Gentile and Murnyack (1989) suggested a possible passing grade of 35 points. Students who scored lower would revise and resubmit their paper based on the instructor's feedback on these criteria.
Suppose you are asked to develop a method to predict individuals' performances in an applied setting such as a school or work setting. Which method would you use? If you decided to review the literature before making a decision, you would find that human judges and tests have been frequently employed to make such decisions. For example, faculty in some graduate departments often make conduct interviews of student applicants before making judgments about admission; other departments rely exclusively on tests like the Graduate Record Examination to make these decisions.
The human judge versus test is the essence of what has been termed the clinical versus statistical prediction debate (Dawes, Faust, & Meehl, 1989; Meehl, 1954, 1957, 1959; Tracey, 1991; Wiggins, 1973). Clinical prediction refers to the use of human judgment (including data from tests) to predict an event or behavior. Statistical or actuarial prediction involves the use of test scores alone to predict.
In psychological contexts, clinical-statistical prediction studies typically take the following form. For statistical prediction, one might obtain test scores (e.g., MMPI and WAIS scores) and diagnoses for a group of individuals. The researcher would then employ the scores in a multiple regression equation to predict diagnosis. Clinicians are also provided the same test information employed in the statistical equations, perhaps with case descriptions, and asked to provide diagnoses. The success rate of the two predictions are then compared. Most studies support the superiority of statistical prediction.

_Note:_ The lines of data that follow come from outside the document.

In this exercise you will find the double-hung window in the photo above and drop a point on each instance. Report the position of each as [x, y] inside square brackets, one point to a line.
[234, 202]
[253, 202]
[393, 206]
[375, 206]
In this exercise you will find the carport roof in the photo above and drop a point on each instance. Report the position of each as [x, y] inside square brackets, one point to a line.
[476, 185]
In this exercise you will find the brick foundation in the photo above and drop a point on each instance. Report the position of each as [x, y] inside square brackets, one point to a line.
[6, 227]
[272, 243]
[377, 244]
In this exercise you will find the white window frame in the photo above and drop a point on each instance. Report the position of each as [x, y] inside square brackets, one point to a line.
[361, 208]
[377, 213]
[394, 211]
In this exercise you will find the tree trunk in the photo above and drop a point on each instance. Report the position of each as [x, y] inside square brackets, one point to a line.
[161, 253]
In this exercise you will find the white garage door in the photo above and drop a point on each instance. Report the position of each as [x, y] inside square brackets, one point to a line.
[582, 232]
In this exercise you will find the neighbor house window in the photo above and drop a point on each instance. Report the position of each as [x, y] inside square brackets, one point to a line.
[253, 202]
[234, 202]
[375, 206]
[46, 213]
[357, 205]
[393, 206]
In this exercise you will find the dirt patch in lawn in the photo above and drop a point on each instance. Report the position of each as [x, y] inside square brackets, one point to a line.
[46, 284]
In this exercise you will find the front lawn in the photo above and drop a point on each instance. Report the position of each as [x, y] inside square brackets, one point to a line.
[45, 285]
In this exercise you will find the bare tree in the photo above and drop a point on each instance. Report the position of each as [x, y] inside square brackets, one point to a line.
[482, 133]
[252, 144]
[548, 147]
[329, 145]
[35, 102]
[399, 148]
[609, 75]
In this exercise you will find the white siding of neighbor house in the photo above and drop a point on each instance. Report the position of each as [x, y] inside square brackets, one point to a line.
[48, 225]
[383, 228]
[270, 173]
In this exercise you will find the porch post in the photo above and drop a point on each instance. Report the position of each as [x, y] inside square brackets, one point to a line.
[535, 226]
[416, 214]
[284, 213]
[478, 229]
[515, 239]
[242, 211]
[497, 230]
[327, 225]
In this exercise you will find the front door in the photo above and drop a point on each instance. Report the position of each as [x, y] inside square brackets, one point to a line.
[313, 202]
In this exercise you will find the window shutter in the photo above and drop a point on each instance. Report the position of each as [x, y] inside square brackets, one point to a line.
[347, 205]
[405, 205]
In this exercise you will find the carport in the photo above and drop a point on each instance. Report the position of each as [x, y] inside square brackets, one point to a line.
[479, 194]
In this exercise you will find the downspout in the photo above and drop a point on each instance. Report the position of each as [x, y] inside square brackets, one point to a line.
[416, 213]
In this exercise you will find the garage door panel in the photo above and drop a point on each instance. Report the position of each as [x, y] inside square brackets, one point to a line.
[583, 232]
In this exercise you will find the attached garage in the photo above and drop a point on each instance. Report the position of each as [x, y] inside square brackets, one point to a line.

Note that clinician and statistic can be employed in two phases. First, one can collect data through clinical means (e.g., observation, interviews) as well as through statistical or mechanical procedures such as self-report tests. Second, one must choose how to combine the collected data by using clinical judgment or statistical procedures. While no advantage can be claimed for either clinical or mechanical collection procedures, statistical combination of data does seem to outpredict human judges' assessments.

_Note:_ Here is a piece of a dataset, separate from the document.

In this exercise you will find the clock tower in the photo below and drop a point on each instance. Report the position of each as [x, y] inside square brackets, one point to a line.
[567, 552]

Sarbin (1942) was one of the first researchers to directly compare clinical and statistical prediction procedures. Sarbin examined the relative accuracy of methods of predicting 162 freshmen's first-quarter GPAs. University counselors had access to interview data, personality, aptitude and career test scores, high school rank, and college aptitude test scores. The statistical prediction was made on the basis of the high school rank and college aptitude score. Sarbin calculated the following correlations, reported by student gender:
Men Women
Clinical prediction .35 .69
Statistical prediction .45 .70
The statistical procedure shows a slight advantage. A university administrator interested in selecting students for admission among a large group of applicants would be wise to employ the statistical procedure. A clinician dealing with a single client would probably see little practical difference between the two. Nevertheless, the statistical procedure would require less time than the clinical one, and for that reason alone the former would likely be employed. Few contemporary clinicians would be interested in using clinical prediction for answering a question about GPA or other cognitive abilities where tests have demonstrated predictive validity (McArthur, 1968). Clinicians would, however, be interested in clinical procedures for the many personality and related areas (such as interpersonal skills) where such validity is lower or absent.